Scrivo di un vino che non c’è. O meglio di un’annata che, dopo 12 anni, credo sia ormai fuori commercio; perché, invece, quel vino – Trentino Doc Bianco -, è ancora in produzione sebbene siano cambiate decisamente l’etichetta e, in parte, anche la composizione varietale, e sia ancora uno dei prodotti di punta della cantina, posizionato su una fascia di prezzo attorno ai dieci euro.

Quella che avevo in mano ieri sera, ripescata dal fondo della cantina, era la prima bottiglia (primo anno di produzione) del Trentino Bianco Vigna Learmele della Mori Colli Zugna. La vendemmia quella del 2003. Credo, ma non ne sono sicuro, uno dei primi lavori sulla qualità portati avanti dalla Colli Zugna sul monte Baldo – oggi Parco Naturale – dall’enologo di allora della cantina – oggi direttore generale -, Luciano Tranquillini.

Etichetta colorata e floreale, come ora non si usa più e riferimento territoriale preciso e minuzioso: Pendici del Baldo – Vigna Learmele, la zona collinare che sovrasta Mori, a circa 500 metri di altitudine, sopra l’abitato di Besagno. Una cuvée di Chardonnay e Sauvignon, ben passata nel legno.

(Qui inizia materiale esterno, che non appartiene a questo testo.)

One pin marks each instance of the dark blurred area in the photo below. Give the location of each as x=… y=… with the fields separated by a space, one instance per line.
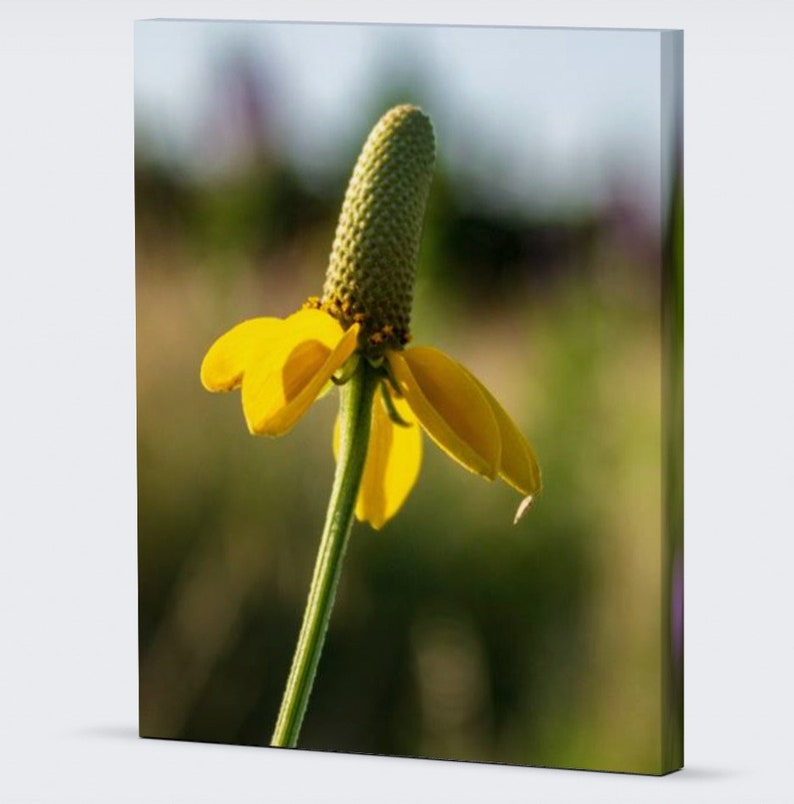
x=455 y=633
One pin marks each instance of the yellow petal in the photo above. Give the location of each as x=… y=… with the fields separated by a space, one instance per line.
x=223 y=365
x=394 y=456
x=450 y=406
x=280 y=386
x=518 y=465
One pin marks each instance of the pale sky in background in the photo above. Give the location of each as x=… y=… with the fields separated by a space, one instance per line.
x=546 y=117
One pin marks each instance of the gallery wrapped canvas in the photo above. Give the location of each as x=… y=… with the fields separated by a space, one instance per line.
x=433 y=280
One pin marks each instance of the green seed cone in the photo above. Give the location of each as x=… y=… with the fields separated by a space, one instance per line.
x=370 y=276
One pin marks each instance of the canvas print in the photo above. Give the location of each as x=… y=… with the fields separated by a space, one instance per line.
x=409 y=390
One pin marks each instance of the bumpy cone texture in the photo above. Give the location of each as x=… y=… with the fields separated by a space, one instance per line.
x=371 y=272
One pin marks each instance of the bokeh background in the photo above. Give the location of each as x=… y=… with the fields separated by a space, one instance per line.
x=552 y=214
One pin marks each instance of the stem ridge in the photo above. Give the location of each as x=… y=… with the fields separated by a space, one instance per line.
x=355 y=419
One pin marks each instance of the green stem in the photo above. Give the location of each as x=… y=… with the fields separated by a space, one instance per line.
x=355 y=414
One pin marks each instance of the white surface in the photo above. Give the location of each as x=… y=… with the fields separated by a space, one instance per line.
x=67 y=576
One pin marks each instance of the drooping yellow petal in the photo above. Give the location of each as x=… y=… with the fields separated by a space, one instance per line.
x=281 y=384
x=450 y=406
x=224 y=364
x=394 y=456
x=518 y=465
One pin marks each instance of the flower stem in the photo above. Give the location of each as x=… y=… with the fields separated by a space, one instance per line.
x=355 y=414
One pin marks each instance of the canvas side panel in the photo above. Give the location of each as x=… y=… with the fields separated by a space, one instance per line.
x=672 y=737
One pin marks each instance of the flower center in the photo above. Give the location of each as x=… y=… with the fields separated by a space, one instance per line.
x=371 y=272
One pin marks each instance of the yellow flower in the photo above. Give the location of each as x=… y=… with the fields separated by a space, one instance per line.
x=283 y=365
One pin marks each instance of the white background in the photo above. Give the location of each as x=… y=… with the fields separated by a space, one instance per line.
x=68 y=677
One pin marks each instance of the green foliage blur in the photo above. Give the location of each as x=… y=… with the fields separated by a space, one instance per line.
x=456 y=634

Il vino si è conservato strabene ed è ancora un ottimo bicchiere, piacevole da bere. Ne scrivo perché, mentre facevamo fuori la bottiglia, ieri sera insieme all’amico Giuseppe, riflettevamo sul fatto che ci si è abituati a pensare ai bianchi come a vini da pronta beva, da consumare al massimo entro un paio d’anni dalla vendemmia. Certo, lo so che non è sempre così, che ci sono in Italia e nel mondo un sacco di eccellenti vini bianchi che si lasciano bere anche dopo un lungo invecchiamento. In Trentino, però, non capita quasi mai di sentirti proporre un bianco decennale. Ci siamo abituati a fare, a costruire e a bere vini pronti subito per il grande mercato, già in bottiglia a gennaio e già pronti per le due grandi manifestazioni di marzo (ProWein e Vinitaly). Non solo in Trentino eh. Attorno all’epifania di quest’anno, eravamo quindi ad inizio gennaio, un distributore mi raccontava del Gewürztraminer 2014 già imbottigliato di una prestigiosa cantina altoatesina. Quindi, il discorso vale per tutti, anche per quelli che ogni tanto consideriamo i nostri maestri.

Epperò, la bottiglia di ieri sera è la prova che anche fra le colline della valle dell’Adige si possono fare vini bianchi destinati alla storia e non solo al mercato sbrigativo e distratto della pronta beva.

Cuvée dichiarata in retro etichetta di Chardonnay e Sauvignon dal colore solare intenso e vivido senza cedimenti a imbruniture, il naso presenta una paletta sensitiva ricca di profumi che si muovono fra la frutta secca, la confettura di fichi, il miele di castagno e il fieno riposato. In bocca è ampio e caldo ed esprime la trama di una struttura solida, fortificata dal legno che arrotonda senza spegnere la punte aromatiche e un senso di piacevole freschezza collinare. La confettura di fichi e le sensazioni mielose tornano a farsi vive e si rigenerano ad ogni sorso. Un vino e un’annata, per le quali alla fine non ti resta che dire: aspettare ne è valsa la pena. Poi non so se questa possa essere la strada maestra per il vino trentino di collina e di montagna. Non so siano pronti i mercati e siano pronti i produttori. Dopo questa bottiglia, però, so che certe cose (buone) le possiamo fare anche in Trentino. E che se non le facciamo è perché abbiamo scelto, si è scelto, di fare altro.